Jeder Sport definiert seine Grenzen. Was dahinter liegt, ist unsportlich und wird bestraft. Bis die Fußball-Regionalliga den Spielbetrieb wieder aufnimmt, wollen wir hier darlegen, welche oft schmerzhaften Verstöße die einzelnen Sportarten kennen.

Schach ist Psycho. Völlig körperlos, sondern einfach nur Kopfarbeit. Foul beim Schach zielt also nur auf ein Körperteil: Aufs Hirn.

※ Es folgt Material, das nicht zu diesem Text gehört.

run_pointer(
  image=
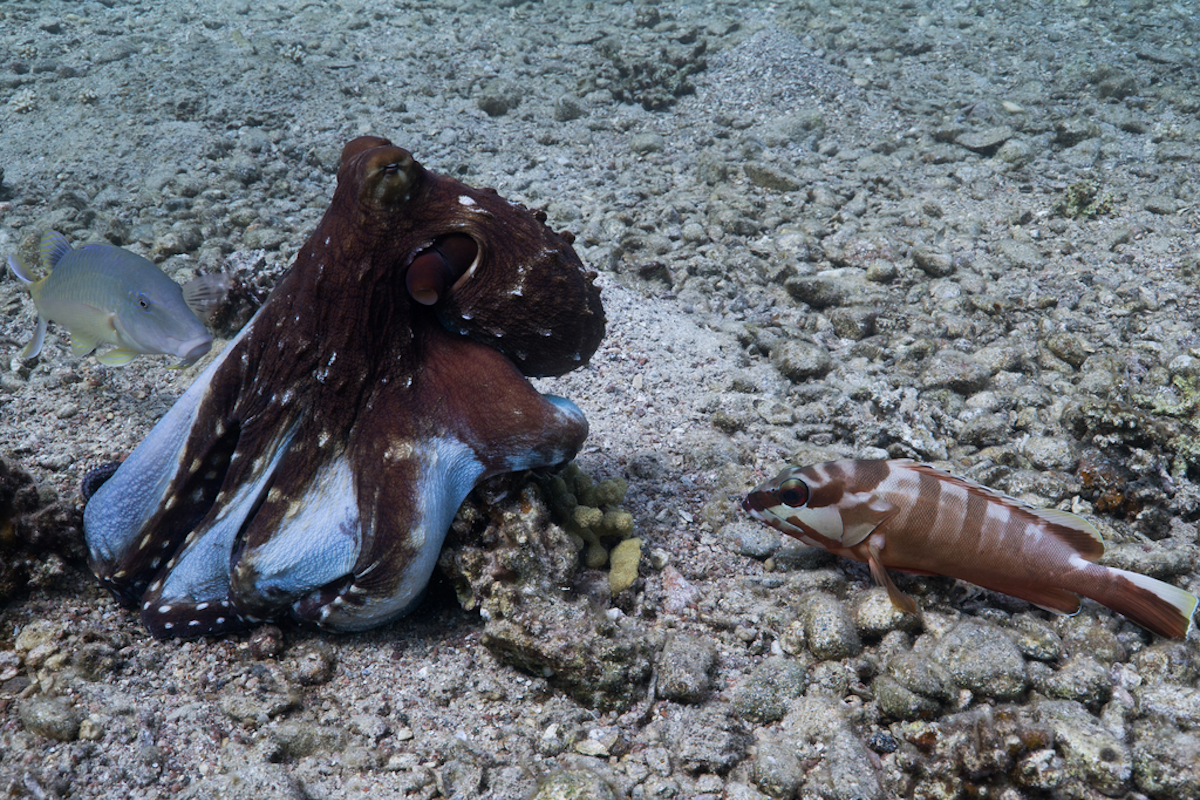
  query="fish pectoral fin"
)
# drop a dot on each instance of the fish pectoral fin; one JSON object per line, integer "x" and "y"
{"x": 82, "y": 346}
{"x": 204, "y": 294}
{"x": 52, "y": 248}
{"x": 35, "y": 344}
{"x": 900, "y": 600}
{"x": 21, "y": 271}
{"x": 117, "y": 356}
{"x": 861, "y": 515}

Psychologische Kriegsführung hat im Schach Tradition: An mittelalterlichen Höfen galt es, den Gegner gegen die Sonne zu setzen und erst zu starten, wenn diesem ein opulentes Mahl im Magen lag. Der erste offizielle Schachweltmeister, der Österreicher Wilhelm Steinitz (1886-1894), pflegte leise, aber vernehmbar Motive aus dem Tannhäuser zu summen.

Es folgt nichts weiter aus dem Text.